For anyone who feels current movies are too much of too much, that they are too gaudy, too over the top in their filmmaking, too stacked with jump cuts and narrative tricks and oblique camera angles, then, for God's sake, I direct you to French director Jean Pierre Melville's 1967 small masterpiece "Le Samourai" at once. Never in my movie-watching existence have I seen a movie so completely stripped of pomp. It's only circumstance. It's about only what it's about, which is to say it doesn't masquerade as anything beyond its most basic story.
It's difficult to review this film because in a review you're supposed to give some general sense of story and then hint at the bigger picture, except in "Le Samouri" there is no bigger picture. Let me try to explain: it opens with Jef Costello (Alain Delon) on his bed in his drab apartment indulging in a cigarette (which he will do quite often as the film progresses). He gets up. He leaves. He goes to a car. He gets in. He drives away. He arrives at a garage. A man switches out the car number and hands Jef a gun. Jef drives away again. He arrives at the apartment (Nathalie Delon) and only now - ten minutes in - does he speak. Then he leaves. He goes to another apartment. A poker game is in progress. He confirms how long they will be playing. He leaves. He goes to a nightclub. He sneaks into an office in back. He shoots a man. He leaves. He....wait, wait, wait, wait! He shot a man?! Yes. Yes, he did. I was matter of fact about it, just like the movie. The movie is insanely matter of fact. You want a show? Go to Vegas. "Le Samourai" is like the most inside-access documentary ever made.

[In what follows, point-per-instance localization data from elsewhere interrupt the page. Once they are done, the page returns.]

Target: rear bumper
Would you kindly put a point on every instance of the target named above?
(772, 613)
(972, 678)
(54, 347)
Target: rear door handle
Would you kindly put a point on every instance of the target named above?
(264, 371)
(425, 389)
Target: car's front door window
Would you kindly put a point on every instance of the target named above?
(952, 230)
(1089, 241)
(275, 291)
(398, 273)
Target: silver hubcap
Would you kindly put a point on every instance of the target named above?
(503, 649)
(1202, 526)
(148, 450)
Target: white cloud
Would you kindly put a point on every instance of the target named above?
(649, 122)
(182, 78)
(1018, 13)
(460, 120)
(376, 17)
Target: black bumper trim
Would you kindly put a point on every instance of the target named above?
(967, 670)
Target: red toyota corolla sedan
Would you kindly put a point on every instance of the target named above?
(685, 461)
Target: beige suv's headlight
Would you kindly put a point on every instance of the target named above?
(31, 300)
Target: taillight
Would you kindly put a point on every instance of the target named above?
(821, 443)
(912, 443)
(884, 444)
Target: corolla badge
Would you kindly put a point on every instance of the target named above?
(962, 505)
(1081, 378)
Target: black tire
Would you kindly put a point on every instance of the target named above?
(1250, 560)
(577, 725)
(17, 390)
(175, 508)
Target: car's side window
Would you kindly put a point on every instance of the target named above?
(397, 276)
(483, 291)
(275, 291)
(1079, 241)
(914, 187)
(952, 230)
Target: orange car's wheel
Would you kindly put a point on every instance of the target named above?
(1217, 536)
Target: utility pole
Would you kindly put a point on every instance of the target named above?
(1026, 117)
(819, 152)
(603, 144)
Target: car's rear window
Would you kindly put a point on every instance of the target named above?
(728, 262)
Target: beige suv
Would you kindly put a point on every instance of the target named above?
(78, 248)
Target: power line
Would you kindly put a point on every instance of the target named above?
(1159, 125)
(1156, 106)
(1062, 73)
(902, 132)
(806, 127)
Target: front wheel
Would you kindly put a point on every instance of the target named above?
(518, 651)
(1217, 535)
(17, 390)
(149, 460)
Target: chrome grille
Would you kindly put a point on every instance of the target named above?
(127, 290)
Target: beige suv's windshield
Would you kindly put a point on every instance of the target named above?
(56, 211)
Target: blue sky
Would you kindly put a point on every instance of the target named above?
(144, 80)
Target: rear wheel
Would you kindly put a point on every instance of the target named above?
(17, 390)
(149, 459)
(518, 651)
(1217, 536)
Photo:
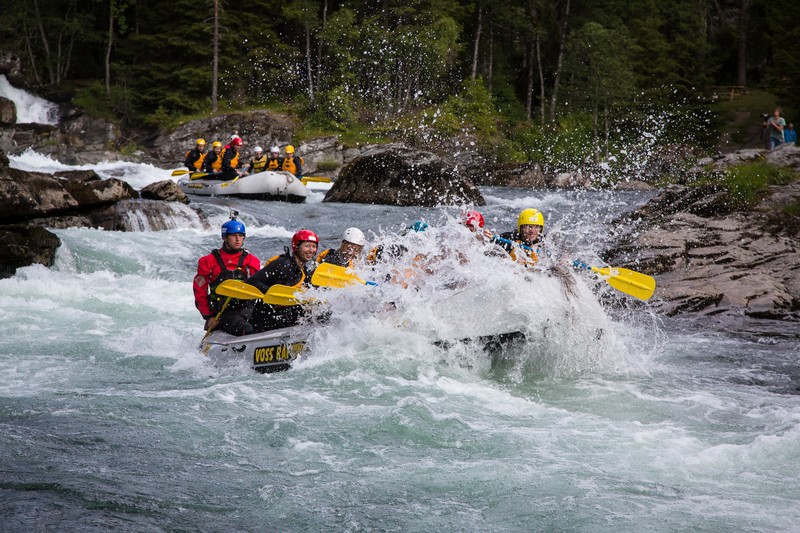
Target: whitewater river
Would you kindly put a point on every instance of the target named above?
(606, 419)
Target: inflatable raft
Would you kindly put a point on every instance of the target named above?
(267, 185)
(270, 351)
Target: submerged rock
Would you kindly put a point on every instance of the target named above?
(22, 245)
(400, 176)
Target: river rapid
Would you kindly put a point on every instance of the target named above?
(606, 418)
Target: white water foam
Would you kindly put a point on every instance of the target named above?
(138, 175)
(30, 108)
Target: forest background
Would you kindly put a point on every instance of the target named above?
(563, 82)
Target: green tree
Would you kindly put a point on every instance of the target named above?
(600, 80)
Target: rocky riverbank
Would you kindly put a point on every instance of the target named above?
(707, 258)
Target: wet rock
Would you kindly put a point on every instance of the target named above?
(23, 245)
(715, 265)
(257, 128)
(400, 176)
(166, 190)
(25, 195)
(8, 112)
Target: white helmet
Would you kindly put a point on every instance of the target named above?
(355, 236)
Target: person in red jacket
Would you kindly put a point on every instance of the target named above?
(231, 261)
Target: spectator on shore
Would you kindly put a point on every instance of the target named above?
(790, 134)
(776, 125)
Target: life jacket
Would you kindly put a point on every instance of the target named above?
(215, 300)
(234, 160)
(302, 270)
(274, 164)
(334, 257)
(217, 164)
(258, 164)
(289, 166)
(198, 163)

There is one modern day movie I can think to compare it to and that's the Coen Brothers masterpiece from last year, "No Country For Old Men". Not all of the movie, mind you, but specifically many of the scenes involving Llewellyn Moss (Josh Brolin). Remember how often it just lets Llewellyn go about his business? The camera kicks back and watches how he sees the cars far below in the canyon. He checks it out. He finds the drug deal gone wrong. He finds the one guy who made it away from the scene. He waits him out. He finds the money. "Le Samourai" is this scene expanded over an hour and a half.
I'll sum it up this way, if a team of normal filmmakers and the minds behind "Le Samourai" were asked to make a film about a guy who steals some fireworks, shoots them off, runs away, and gets caught, the normal filmmakers would show the guy stealing fireworks from someone he used to know which would involve much dialogue relating to his moral dilemma and then spend five minutes showing the fireworks shoot off before having him run away with a girl who was impressed from afar by the fireworks leading her to approach him and ask his name and then take him to a nearby farmhouse to hide out in the attic before the authorities closed in at which point a lengthy shootout would occur before he gets run over by a tractor.
The makers of "Le Samourai", however, would show the guy steal fireworks, shoot them off, run away, and get caught. And it would be much more involving.